Second line therapy:
We have not found evidence in the literature with regard to the health economic consequences of second line treatment with TNF-inhibitors.
Third line therapy:
The results vary significantly, but it seems that TNF-inhibitors may be cost-effective compared to traditional DMARDs particularly if used by patients in the early stages of disease (3 years or less), or by patients with a good response.

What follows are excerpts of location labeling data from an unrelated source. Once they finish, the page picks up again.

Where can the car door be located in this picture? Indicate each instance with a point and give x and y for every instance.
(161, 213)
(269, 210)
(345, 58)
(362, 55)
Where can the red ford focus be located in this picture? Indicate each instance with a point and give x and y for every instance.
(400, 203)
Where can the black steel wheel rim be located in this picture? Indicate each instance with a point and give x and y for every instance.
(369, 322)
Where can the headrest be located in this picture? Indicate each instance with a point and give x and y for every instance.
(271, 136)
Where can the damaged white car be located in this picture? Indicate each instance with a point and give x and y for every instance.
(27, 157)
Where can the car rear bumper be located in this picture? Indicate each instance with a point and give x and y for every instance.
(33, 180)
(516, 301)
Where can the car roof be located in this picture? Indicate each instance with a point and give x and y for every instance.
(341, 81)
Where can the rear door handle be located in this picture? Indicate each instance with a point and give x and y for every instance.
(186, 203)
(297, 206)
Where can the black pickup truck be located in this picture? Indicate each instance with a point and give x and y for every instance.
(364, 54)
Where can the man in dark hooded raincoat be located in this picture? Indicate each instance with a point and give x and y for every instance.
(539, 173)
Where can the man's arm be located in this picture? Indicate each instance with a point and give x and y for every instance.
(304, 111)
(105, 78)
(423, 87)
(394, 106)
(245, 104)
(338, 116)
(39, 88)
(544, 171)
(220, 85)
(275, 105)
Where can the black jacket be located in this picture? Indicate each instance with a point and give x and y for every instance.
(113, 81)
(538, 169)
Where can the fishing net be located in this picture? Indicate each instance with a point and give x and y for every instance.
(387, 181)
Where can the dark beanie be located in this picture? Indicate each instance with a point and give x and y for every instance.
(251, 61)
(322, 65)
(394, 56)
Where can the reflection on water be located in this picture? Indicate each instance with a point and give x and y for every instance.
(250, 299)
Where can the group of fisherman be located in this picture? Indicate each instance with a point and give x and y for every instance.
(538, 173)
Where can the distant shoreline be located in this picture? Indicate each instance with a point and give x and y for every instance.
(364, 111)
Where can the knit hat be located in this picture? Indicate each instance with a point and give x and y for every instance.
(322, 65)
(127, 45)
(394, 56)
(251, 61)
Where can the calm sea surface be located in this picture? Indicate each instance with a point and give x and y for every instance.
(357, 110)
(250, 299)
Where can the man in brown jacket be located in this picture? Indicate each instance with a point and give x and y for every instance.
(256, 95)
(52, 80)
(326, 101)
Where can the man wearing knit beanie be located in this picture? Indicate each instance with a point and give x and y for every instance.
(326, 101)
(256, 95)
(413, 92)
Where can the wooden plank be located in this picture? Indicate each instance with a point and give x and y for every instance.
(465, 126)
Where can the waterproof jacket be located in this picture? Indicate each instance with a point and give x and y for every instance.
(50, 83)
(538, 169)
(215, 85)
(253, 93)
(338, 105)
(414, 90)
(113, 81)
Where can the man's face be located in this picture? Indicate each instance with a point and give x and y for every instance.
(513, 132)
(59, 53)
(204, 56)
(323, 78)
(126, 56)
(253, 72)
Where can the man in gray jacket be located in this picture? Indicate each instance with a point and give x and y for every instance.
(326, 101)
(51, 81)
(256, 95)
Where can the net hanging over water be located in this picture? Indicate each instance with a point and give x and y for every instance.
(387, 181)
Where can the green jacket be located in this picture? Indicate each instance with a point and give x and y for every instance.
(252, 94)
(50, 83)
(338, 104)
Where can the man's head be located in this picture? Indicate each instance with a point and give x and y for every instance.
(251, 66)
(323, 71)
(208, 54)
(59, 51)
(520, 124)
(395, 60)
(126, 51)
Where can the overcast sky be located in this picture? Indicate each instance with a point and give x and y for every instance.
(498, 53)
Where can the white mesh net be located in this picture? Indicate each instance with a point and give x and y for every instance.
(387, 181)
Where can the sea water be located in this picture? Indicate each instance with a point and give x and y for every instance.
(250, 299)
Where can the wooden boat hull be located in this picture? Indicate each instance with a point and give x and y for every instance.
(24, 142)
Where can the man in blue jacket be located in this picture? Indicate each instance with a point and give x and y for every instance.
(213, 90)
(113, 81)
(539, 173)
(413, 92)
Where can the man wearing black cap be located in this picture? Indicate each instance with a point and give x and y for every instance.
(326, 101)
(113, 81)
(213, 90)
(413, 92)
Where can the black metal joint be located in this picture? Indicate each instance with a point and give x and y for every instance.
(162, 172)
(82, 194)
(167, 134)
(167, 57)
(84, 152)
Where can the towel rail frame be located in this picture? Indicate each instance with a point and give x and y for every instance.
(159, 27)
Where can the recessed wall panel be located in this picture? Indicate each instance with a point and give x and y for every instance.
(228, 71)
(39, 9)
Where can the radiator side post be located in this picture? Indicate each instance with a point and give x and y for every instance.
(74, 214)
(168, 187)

Analysis from the NOR-DMARD observational study
To supplement the results with summary measures of benefit relating to Norwegian clinical practice, we commissioned an analysis of data from the NOR-DMARD observational study. We sought to find out whether there were any significant differences in the HRQoL and work capacity of patients on TNF-monotherapy, TNF + MTX and MTX alone or in combination with other DMARDs. Analysis of six-month follow up data based on the propensity score method revealed that, on average, patients on TNF + MTX and on MTX monotherapy experiences a clinically relevant improvement in quality of life, whereas patients on TNF monotherapy and MTX + DMARDs did not. TNF + MTX was associated with a slightly larger improvement than MTX alone, which in turn involved a larger improvement than TNF monotherapy. The latter is however, given to selected patient groups, who may be MTX intolerant. Employment status after 6 months was investigated, and presented as the share of patients above and below a 50 % employment threshold, using the last observation carried forward method. No significant changes could be observed.
Conclusion
In our review of economic evaluations of TNF-inhibitors, we found significant variation in the type and features of the models used, which led to a wide range of estimates. The potential for direct comparisons of results between the studies, and thus transferability of results into Norwegian setting, is limited. With this in mind, our main conclusions are as follows:
First line therapy:
Based on the results of a single study, TNF inhibitors do not appear to be cost-effective as first line therapy
Second line therapy: We
cannot conclude, since no relevant studies were found.
Third line therapy:
TNF-inhibitors may be cost-effective, particularly in the case of patients in early disease. The drugs are also likely to be more cost-effective for patients who experience a good rather than a moderate response.
Indirect costs:
Prevention of productivity loss may account for considerable savings, but has only been accounted for in a few of the economic evaluations.
Analysis of six-monthly change in quality of life:
Data from Norway indicate that RA patients on TNF + MTX on average experience a larger HRQoL improvement than patients on MTX monotherapy, who in turn had a larger improvement than those on TNF monotherapy. Differences in patient groups concerning severity of disease and MTX tolerance should however, be taken into consideration.